History | Modern Europe through the Lens of Gender
H620 | 7867 | Roos


A portion of the above class reserved for majors
Above class open to graduates only
Above class meets with GNDR-G701 and CULS-C701

This course focuses on the ways in which gender analysis has
reshaped historians’ understanding of crucial problems and
transformations in European history from the late eighteenth century
to the present. How does our assessment of the trajectory of modern
European history change if we look at it through the lens of gender?
From the perspective of women’s status in society, what were the
major turning points as well as periods of stagnation and backlash
during the nineteenth and twentieth centuries? How should we
conceptualize the connection between changes in established gender
relations and shifts taking place in other areas such as the
economy, the state, politics, or the cultural sphere? To what extent
have conflicts over gender impacted the course of modern European
history? Which factors tend to strengthen male dominance, and under
which historical conditions do advances in women’s emancipation
become possible? These are some of the questions we will address in
our discussions of recent work by gender historians. Topics include
the French Revolution, industrialization, the rise of bourgeois
society, nationalism, imperialism, the First World War, the welfare
state, the Russian Revolution, Stalinism, the interwar period,
modern mass culture, fascist movements and regimes, and
reconstruction and memory in Europe after World War Two.

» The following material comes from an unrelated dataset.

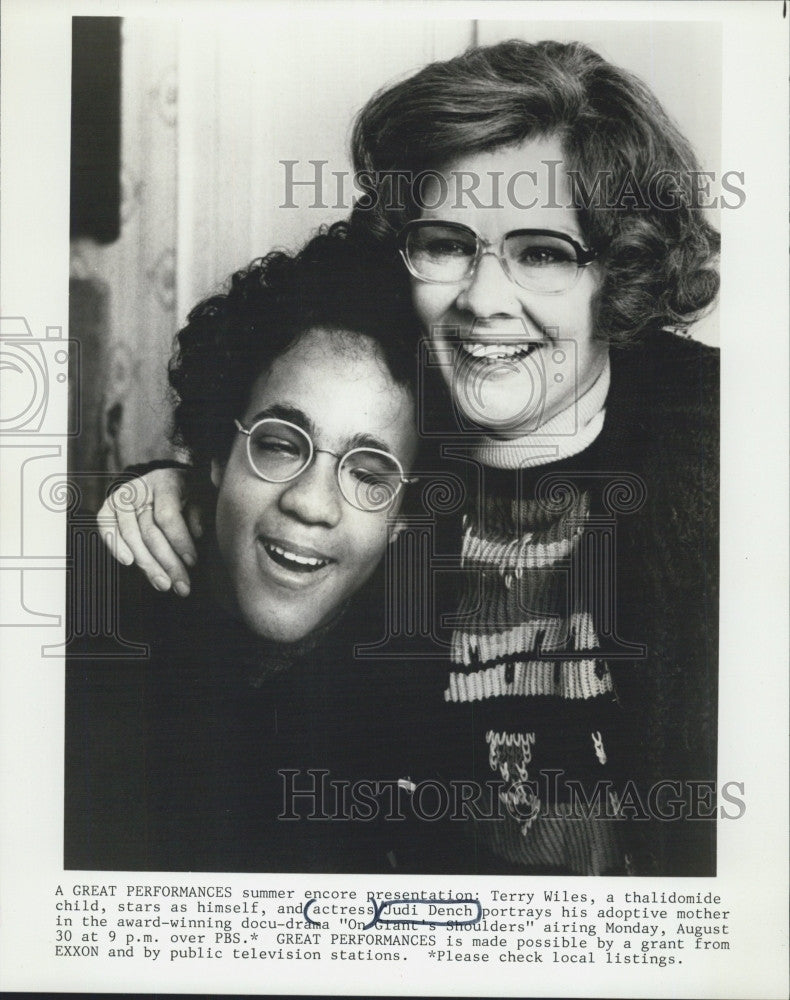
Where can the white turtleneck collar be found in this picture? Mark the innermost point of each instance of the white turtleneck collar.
(566, 434)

This class
will introduce students to different theoretical approaches to the
study of gender including approaches influenced by Marxism,
psychoanalysis, the work of Michel Foucault, and theories of
language and cultural representation, respectively. Key questions
focus on the relationship between gender and other categories of
social analysis such as class and race, and on the intersections
between the history of gender and the history of sexuality. Some of
the readings for this course are: "Feminism and History," ed. by
Joan W. Scott; Lynn Hunt, "The Family Romance of the French
Revolution"; Judith R. Walkowitz, "Prostitution and Victorian
Society"; Wendy Z. Goldman, "Women, the State, and Revolution:
Soviet Family Policy and Social Life, 1917-1936"; Victoria de
Grazia, "How Fascism Ruled Women: Italy, 1922-1945"; and Dagmar
Herzog, "Sex after Fascism: Memory and Morality in Twentieth-Century
Germany."

Requirements: Regular attendance; short weekly response papers; two
book reviews; one bibliographic essay of 12-15 pages.